Fear and loathing, love and othering: the legacy of early Oedipal struggles as manifest in racialised dynamics in the consulting room

Pages 97-115 | Received 02 Nov 2023, Accepted 28 Jan 2024, Published online: 28 Feb 2024
 

ABSTRACT

This paper takes as its premise the idea that transferential phenomena emerge out of the endless interactions between the wider social context, including myriad social injustices, and the inter and intra psychic events psychoanalytic therapists are more familiar with thinking about.
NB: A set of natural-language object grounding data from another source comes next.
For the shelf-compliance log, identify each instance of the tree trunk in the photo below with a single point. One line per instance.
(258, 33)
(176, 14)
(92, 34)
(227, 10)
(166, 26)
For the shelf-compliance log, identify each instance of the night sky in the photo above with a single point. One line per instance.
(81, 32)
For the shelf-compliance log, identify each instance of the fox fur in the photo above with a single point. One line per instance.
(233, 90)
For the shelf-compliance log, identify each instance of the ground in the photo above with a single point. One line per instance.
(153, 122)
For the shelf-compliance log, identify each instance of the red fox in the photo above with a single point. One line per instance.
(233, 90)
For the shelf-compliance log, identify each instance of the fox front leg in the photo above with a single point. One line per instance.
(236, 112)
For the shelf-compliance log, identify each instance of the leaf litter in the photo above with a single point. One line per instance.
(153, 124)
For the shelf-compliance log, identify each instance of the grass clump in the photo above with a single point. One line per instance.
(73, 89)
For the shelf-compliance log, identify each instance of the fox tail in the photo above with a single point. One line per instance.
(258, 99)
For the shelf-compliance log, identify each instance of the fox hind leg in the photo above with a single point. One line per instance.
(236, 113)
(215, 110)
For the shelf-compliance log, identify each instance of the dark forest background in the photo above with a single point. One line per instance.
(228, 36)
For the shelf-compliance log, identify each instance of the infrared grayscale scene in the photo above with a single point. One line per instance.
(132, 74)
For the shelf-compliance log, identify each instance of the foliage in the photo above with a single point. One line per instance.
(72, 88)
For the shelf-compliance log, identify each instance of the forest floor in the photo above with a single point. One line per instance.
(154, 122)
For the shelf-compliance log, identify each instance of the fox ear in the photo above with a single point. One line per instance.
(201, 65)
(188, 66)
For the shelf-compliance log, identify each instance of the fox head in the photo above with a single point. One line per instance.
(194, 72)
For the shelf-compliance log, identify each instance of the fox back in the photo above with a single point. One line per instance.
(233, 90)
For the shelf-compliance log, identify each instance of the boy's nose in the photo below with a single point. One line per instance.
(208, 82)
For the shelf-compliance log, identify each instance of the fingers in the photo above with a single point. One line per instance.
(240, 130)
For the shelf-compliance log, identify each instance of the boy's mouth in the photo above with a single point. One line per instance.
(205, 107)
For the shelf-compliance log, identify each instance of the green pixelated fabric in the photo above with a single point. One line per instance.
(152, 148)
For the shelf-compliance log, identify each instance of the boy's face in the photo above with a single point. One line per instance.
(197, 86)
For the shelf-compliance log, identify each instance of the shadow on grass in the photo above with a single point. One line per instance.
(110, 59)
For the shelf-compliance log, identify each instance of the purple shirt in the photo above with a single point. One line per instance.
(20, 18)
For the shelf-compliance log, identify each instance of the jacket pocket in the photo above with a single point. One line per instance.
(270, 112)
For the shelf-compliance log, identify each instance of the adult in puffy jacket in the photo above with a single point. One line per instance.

Freud’s was a neuro-psycho-social model of development, with the interrelationship between internal life and social practices carefully mapped in ‘Totem and Taboo’ (1913) and ‘Civilisation and Its Discontents’ (S. Freud, 1930). However, what Freud left undone, and is still only nascent in its development, is the work of mapping how this interaction between internal and external, between psycho and social, manifests in the consulting room. Focusing on race, as one aspect of identity that powerfully impacts transferential phenomena, the paper presents accounts of clinical events, one disguised, one fictionalised, to explore the meaning of the author’s own Whiteness in this context. Using a Kleinian and post-Kleinian understanding of very early Oedipal struggles, ‘Whiteness’ is formulated as an anti-developmental merger with the ideal breast.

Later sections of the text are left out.